Nusrat Jahan Mim is a Doctor of Design Candidate at the Graduate School of Design, Harvard University. Her work draws upon cutting-edge critical literature in Urban Design Politics around Faith and Informalities and addresses the contemporary struggles of marginalized communities within the globalized projects of modernization, urbanization, and digitization.

Maryam Mustafa

Maryam Mustafa is an Assistant Professor at the Lahore University of Management Sciences in Pakistan. Her areas of research and teaching are HCI and ICT4D. She earned her Ph.D. from the Technical University of Braunschweig in Germany. Mustafa’s current area of research focuses on the gendered design of technologies to promote equitable access for women in Pakistan.

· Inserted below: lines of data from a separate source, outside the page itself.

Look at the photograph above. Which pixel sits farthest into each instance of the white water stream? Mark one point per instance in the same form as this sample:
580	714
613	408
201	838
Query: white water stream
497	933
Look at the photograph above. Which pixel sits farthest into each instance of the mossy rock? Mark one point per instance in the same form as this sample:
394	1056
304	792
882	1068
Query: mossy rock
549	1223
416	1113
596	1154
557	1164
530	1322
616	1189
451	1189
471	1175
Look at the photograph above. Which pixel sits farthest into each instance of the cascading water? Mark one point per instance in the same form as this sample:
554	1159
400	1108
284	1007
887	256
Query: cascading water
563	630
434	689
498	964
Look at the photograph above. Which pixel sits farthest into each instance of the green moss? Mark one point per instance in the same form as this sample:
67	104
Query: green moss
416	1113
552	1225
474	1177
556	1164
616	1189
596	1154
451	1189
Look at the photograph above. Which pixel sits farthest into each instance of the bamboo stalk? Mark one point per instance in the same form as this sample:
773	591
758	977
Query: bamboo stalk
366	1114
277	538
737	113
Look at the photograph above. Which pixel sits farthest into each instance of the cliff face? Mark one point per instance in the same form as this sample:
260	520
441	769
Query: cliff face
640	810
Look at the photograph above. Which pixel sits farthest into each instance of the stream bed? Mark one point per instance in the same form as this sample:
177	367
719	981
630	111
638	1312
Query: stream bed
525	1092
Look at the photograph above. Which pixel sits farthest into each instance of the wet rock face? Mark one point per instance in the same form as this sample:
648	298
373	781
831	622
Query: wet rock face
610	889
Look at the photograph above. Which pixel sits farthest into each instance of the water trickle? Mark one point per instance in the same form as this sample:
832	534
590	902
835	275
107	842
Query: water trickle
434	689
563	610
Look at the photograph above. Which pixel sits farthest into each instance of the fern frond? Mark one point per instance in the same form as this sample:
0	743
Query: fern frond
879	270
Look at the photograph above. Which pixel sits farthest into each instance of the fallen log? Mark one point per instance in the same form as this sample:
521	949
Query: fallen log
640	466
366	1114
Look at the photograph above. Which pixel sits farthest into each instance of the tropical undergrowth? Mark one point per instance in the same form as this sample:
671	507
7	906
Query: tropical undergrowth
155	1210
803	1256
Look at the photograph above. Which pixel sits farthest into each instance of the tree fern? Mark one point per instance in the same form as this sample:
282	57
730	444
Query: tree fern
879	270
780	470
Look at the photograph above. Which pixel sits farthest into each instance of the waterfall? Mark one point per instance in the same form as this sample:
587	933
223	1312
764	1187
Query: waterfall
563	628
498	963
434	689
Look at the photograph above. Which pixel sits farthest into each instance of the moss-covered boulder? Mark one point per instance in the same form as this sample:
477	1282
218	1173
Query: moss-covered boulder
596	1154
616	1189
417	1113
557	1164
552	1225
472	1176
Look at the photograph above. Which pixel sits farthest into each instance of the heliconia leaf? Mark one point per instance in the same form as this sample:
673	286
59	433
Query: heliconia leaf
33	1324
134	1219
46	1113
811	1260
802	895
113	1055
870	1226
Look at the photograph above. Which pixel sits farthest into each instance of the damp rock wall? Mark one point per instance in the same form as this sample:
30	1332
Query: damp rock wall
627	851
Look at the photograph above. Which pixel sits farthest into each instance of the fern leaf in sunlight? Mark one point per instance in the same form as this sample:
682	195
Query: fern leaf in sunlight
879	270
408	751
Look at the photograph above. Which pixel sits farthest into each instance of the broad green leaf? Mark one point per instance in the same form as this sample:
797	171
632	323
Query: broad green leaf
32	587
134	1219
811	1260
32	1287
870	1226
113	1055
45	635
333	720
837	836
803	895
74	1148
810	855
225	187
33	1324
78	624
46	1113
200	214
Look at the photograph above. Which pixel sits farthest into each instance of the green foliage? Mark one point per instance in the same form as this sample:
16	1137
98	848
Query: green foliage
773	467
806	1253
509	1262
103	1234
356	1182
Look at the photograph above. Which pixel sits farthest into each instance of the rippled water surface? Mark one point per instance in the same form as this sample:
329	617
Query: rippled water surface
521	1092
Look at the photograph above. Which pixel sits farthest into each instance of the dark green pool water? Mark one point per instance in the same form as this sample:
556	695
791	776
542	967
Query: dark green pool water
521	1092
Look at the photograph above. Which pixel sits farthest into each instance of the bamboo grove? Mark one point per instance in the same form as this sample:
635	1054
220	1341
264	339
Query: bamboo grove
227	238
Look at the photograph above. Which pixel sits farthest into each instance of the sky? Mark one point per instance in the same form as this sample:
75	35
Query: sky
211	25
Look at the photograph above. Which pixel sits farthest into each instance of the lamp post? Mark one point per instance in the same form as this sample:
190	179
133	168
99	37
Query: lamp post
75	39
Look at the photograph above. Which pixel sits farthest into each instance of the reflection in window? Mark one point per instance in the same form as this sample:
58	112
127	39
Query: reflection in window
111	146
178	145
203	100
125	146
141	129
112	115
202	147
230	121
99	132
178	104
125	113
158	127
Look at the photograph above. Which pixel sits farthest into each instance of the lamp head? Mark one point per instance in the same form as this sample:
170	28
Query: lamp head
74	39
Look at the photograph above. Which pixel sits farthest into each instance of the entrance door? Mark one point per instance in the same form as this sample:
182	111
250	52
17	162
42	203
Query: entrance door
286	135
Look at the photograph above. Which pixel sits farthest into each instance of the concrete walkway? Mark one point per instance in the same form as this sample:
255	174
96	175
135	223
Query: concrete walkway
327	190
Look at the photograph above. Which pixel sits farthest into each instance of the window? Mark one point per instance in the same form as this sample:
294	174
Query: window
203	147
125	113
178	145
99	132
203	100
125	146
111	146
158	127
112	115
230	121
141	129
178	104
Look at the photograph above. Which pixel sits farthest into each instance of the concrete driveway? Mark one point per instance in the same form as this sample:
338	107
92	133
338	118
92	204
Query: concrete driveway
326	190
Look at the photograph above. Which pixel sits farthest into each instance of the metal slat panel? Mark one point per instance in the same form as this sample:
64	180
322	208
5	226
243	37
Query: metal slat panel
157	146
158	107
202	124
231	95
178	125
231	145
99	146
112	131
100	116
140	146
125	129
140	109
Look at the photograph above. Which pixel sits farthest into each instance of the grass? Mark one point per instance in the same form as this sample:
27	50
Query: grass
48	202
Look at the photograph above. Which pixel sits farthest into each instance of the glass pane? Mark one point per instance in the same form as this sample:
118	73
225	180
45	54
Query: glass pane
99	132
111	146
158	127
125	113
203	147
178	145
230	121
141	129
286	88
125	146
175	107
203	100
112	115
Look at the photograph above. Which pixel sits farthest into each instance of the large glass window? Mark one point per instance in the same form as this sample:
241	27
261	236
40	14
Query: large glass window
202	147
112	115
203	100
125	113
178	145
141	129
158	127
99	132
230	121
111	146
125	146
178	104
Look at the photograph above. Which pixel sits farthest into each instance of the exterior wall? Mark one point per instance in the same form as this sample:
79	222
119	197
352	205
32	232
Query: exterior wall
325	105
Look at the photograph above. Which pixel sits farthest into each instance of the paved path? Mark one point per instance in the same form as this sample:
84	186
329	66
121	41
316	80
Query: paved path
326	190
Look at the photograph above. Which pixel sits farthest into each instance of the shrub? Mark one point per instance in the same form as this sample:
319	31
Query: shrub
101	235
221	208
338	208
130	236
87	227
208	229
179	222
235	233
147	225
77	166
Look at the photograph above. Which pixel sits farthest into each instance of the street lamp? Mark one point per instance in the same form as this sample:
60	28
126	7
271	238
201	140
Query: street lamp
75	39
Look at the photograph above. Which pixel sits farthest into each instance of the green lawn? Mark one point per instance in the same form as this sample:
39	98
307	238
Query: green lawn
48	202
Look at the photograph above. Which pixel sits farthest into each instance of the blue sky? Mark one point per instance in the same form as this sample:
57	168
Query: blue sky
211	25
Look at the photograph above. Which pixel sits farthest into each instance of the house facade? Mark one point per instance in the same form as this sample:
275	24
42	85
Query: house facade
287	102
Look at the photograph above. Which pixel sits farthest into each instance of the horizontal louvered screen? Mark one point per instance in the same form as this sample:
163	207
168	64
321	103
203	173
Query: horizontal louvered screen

She has been working to understand design for maternal health, mental health, and connectedness within patriarchal, low-income, low-literate communities in Pakistan.

Kentaro Toyama

Kentaro Toyama is the W. K. Kellogg Professor of Community Information at University of Michigan School of Information; fellow of the Dalai Lama Center for Ethics and Transformative Values at MIT; author of Geek Heresy: Rescuing Social Change from the Cult of Technology. He has conducted faith-related research in Bangladesh, India, Pakistan, and the United States.

Robert B. Markum

Robert Markum is a Ph.D. Candidate at the University of Michigan, School of Information. His previous work in this area examined the effects of digital technology use on meditative and contemplative practices and transcendent experiences. More broadly, his work is centered on understanding digital existence and human-computer interaction from existential, phenomenological, and ethical perspectives.

Elizabeth Buie

Elizabeth Buie Elizabeth is a Senior User Experience Consultant at Nexer Digital Ltd, a user experience agency in the UK. She completed her Ph.D. in 2018 at Northumbria University, Newcastle upon Tyne, with a thesis titled ``Exploring Techno-Spirituality: Design Strategies for Transcendent User Experience''. For her Ph.D. she developed a grounded theory of transcendent user experiences and devised a design game and new forms of design fiction to develop and elaborate ideas for technologies aimed at facilitating such experiences. She continues to explore the use of design fiction in this area.

Jessica Hammer

Jessica Hammer is the Thomas and Lydia Moran Associate Professor of Learning Science, jointly appointed in the HCI Institute and the Entertainment Technology Center at Carnegie Mellon University. Her research focuses on three core areas: transformational games, educational technology for project-based learning, and inclusive innovation in design.

Sharifa Sultana

Sharifa Sultana is a Ph.D. Candidate at Cornell University, USA and a Facebook Fellow. Her research focuses on the rural Bangladeshi population. She is interested in understanding how religious, spiritual and faith-based practices connect to the wellbeing of people in rural Bangladesh and other similar communities, and how technology plays a role in this.

Samar Sabie

Samar Sabie is a Ph.D. candidate in Information Science at Cornell University, working at the intersection of critical participatory design (CPD) and science and technology studies (STS). Her work investigates the role design as a social and material practice can play in mediating the spatial politics of intercultural, interclass, interfaith, and intergenerational differences in urban contexts.

Syed Ishtiaque Ahmed

Syed Ishtiaque Ahmed is an Assistant Professor of Computer Science at University of Toronto. He conducts research in the intersection between Human-Computer Interaction (HCI) and Information and Communication Technology and Development (ICTD). He received his Ph.D. in Information Science from Cornell University in 2017. He established the first HCI research lab in Bangladesh in 2009, and still maintains it. His research work is built around the concept of ‘voice’ that connects various branches of political philosophy to technology intervention. His current research focuses on the politics of faith and justification in computing.